Lembrando, chegamos a Cusco no início da tarde passamos o dia descansando pra acostumar com a altitude. No dia seguinte, deixamos as malas grandes no guarda volumes do hotel e pegamos a van, cada um com sua mochila.

De van, com guia e alguns companheiros de viagem, passamos por um santuário de lhamas – LHAMAS. Você leu direito, LHAMAS e ALPACAS. Todos os tipos e espécies e pelos e cores. Vivas e em formas de casacos, pantufas, luvas, gorros, calças, cachecóis, e tudo o que você conseguir imaginar e produzir.

De lá, fomos pra Pisac, uma cidadezinha que é praticamente uma feira, mas com uma vista linda das montanhas. Os primeiros Lhama Picture foram ouvidos aqui, por sinal. Depois paramos numa fazenda para um almoço ESPETACULAR, um buffet gigante com todas as delícias da cozinha peruana & sobremesas.

Passando mal de tanto comer, fomos pra Ollyataitambo, a cidade que era a primeira linha de defesa de Machu Picchu. Obrigatória essa parada, é como um belo trailer do filme que você só vai poder assistir no dia seguinte. Além de treinar as pernas pro sobe e desce das ruínas, é o começo do mergulho na história Inca.
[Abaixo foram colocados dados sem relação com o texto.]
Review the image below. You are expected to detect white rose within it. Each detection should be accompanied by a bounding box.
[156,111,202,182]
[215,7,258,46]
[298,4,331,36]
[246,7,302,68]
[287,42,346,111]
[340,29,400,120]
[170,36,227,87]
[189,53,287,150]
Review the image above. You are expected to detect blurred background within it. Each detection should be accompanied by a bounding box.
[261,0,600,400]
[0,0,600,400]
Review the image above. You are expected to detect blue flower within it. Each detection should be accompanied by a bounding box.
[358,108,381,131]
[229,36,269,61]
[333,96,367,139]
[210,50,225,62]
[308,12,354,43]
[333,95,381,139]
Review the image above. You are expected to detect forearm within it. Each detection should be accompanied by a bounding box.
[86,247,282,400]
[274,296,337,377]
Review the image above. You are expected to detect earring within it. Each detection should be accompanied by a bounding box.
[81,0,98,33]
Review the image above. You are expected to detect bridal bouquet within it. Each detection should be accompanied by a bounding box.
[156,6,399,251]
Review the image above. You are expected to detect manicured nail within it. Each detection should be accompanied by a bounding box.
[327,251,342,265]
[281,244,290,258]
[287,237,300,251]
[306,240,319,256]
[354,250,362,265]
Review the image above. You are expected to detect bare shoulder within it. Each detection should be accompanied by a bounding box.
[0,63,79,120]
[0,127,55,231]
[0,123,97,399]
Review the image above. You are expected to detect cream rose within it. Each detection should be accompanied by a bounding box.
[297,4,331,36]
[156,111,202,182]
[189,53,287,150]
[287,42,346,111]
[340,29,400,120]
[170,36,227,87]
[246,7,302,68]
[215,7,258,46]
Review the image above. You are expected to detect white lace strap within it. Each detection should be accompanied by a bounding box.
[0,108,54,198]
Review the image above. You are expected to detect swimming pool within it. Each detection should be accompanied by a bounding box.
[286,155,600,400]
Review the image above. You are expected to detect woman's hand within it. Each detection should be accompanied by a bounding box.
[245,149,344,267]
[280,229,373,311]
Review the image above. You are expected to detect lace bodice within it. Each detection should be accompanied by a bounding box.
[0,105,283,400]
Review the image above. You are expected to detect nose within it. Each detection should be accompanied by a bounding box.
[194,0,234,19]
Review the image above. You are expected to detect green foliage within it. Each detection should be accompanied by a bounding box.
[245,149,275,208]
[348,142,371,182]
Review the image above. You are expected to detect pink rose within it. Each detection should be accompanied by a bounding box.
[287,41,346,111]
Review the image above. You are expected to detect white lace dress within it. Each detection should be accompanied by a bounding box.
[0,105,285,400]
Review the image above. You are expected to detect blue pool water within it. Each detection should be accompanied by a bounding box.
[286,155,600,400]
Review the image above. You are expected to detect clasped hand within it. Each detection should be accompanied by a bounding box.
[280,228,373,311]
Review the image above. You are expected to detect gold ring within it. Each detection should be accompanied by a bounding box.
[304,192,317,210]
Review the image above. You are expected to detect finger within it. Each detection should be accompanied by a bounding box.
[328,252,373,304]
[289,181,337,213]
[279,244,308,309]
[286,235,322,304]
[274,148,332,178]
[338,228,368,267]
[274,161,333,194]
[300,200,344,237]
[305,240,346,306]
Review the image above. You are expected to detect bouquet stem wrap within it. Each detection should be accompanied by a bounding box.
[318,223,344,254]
O final do dia é na estação de trem. Aqui a gente embarca pra uma viagem de mais ou menos uma hora, com um cafezinho delícia e paisagem absurdamente linda. O trem é confortável, pontual e confiável. Provavelmente a melhor opção, a não ser que você queira caminhar 3 dias ou passar 8 horas numa estrada sinuosa e perigosa.

Chegamos em Aguas Calientes já de noite. A cidade é vibrante. Minúscula, praticamente um bairro, mas lotada, entupida de gente, loja, bar, restaurante e ansiedade. Obviamente que a cidade só existe em função de Machu Picchu e dos turistas que chegam do mundo todo. O padrão é passar só uma noite aqui, e no dia seguinte pegar o ônibus que leva até a entrada da cidade sagrada.

De manhã, café tomada, mochila nas costas, fomos pro ponto de ônibus, uma fila gigantesca. Nada que assuste, os ônibus saem um em seguida do outro, fazem um percurso de uns 30 minutos de subida, até a porta de Machu Picchu.

De Machu Picchu não há o que falar, tem que ir e ver, ouvir, sentir, cheirar e sentir. Apenas contrate um guia pra aproveitar ao máximo, tire a foto tradicional e mais outras duzentas, cuidado com as lhamas e tape o nariz quando cruzar com o pessoal que chega da Trilha Inca, eles são guerreiros mas estão há três ou quatro dias sem tomar banho.